What will freedom look like when we free our minds? What will it look like when we stop thinking, moving, and hating like them?
This is a strange time that we find ourselves in. After two years of holding our breath hoping for a cure or for the virus to simply disappear, we are in a peculiar place. I feel hopeless as I watch our black youth languish. There are so many jobs going unfilled, and that would be okay if our youth were electing to further their education. But I see so many young people smoking their lives away, not going to school or working. So many are slipping through the system headed for incarceration, poverty, and/or an early death. How can we save the young people that were meant to fulfil the promise of a well-lived life? A life lived free…free from racism, self-hatred, colorism, limitations, fear, lack…

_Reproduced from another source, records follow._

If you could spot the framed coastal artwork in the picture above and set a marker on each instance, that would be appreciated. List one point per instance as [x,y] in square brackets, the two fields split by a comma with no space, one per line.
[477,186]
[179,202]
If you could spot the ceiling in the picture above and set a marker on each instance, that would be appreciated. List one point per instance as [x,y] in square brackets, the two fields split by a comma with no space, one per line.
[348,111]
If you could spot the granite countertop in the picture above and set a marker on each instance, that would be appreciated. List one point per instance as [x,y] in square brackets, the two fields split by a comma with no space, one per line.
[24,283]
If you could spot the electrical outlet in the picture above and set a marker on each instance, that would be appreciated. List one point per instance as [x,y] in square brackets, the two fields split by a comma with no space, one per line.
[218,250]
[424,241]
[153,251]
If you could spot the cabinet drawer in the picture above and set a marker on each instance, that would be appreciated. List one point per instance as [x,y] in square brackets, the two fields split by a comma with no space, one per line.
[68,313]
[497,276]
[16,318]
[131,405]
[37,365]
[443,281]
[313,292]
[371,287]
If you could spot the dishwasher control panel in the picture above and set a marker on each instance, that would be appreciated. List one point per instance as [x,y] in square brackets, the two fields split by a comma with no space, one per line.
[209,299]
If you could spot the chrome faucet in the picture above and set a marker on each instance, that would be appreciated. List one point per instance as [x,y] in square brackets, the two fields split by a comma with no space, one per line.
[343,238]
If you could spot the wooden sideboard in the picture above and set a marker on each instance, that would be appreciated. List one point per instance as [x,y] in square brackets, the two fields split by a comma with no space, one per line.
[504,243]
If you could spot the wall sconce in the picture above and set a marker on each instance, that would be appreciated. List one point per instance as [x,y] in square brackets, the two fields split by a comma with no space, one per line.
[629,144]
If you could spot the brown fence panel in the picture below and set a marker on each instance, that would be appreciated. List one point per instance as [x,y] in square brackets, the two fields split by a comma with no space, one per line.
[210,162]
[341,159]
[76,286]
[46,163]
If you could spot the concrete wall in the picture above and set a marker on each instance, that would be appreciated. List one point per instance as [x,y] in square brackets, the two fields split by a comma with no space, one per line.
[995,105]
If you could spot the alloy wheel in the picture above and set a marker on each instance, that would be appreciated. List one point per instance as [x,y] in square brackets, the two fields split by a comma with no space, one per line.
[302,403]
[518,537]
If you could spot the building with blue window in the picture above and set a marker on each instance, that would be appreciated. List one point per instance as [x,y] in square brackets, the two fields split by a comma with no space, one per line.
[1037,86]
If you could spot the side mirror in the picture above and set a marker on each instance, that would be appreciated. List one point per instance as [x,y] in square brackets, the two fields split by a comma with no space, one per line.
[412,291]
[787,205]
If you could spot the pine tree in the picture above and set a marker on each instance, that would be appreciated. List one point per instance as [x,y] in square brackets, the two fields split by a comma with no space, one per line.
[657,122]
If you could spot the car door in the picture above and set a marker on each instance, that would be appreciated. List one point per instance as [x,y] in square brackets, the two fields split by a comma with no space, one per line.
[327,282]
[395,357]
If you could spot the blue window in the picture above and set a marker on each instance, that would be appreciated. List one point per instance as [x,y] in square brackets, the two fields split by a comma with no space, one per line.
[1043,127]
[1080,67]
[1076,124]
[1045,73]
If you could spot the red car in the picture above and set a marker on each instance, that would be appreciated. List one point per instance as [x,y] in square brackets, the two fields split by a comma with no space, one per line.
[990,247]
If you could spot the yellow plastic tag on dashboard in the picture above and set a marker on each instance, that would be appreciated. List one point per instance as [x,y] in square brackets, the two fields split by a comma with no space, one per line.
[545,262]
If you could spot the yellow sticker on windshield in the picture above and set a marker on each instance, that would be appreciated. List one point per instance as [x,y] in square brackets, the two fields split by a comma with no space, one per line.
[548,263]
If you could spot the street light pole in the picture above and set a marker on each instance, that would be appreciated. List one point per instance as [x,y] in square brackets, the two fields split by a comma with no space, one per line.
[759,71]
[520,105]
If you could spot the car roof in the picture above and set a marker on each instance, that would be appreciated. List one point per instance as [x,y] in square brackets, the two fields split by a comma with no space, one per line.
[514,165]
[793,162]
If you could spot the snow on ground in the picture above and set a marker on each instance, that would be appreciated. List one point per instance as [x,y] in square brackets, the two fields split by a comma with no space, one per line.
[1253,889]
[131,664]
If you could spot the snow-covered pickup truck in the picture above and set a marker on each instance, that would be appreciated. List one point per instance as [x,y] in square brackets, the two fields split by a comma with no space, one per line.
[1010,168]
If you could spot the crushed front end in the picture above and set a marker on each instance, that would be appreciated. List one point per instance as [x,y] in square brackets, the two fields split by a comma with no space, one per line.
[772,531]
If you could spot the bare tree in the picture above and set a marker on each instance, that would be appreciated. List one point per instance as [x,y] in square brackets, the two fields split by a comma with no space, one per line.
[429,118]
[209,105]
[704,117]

In the 1960s and 70s the youth were the hope for a better future for all of us. The Black National Anthem, Lift Every Voice, and songs like, To Be Young, Gifted and Black, Say it Loud, I’m Black and I’m Proud, were played often. The lyrics soaked into my skin making me proud to be black, making me believe that I was young and gifted. What songs do our youth hear now? Where is there beacon of hope? What are we collectively telling the youth of today?
There are many young black people that have themselves together, but I’m speaking on the ones that society has cast aside. We cannot afford to let them be consigned to a life that will continue the generational curses that was birth in the institution of slavery. To do so will only harm us all.
I wish we could establish free cultural centers where our youth are required to attend on Saturday mornings to learn our history. All of our history, which includes African history. The history of the slave trade and Africa’s participation in it.
We need to free our minds of all the things that racism planted. We need to know all the valuable things that we contributed to the world. We need to let them know that they came from greatness and that they are valuable. We need to let the youth know that we expect more from them because they are the legacy. Our ancestors survived so that we could be free, so giving up on life cannot be an option.
Although I may feel hopeless at times I’m never without hope. We are a strong people, and we have survived horrific things. If we studied our history, we would see that since emancipation this country has had its knee on our necks trying to end our lives. We as a people cannot participate in the ending of our own lives. Knowledge is indeed power.
We have to be willing to work on change without waiting for others. Change starts with yourself and then spreads outward to others.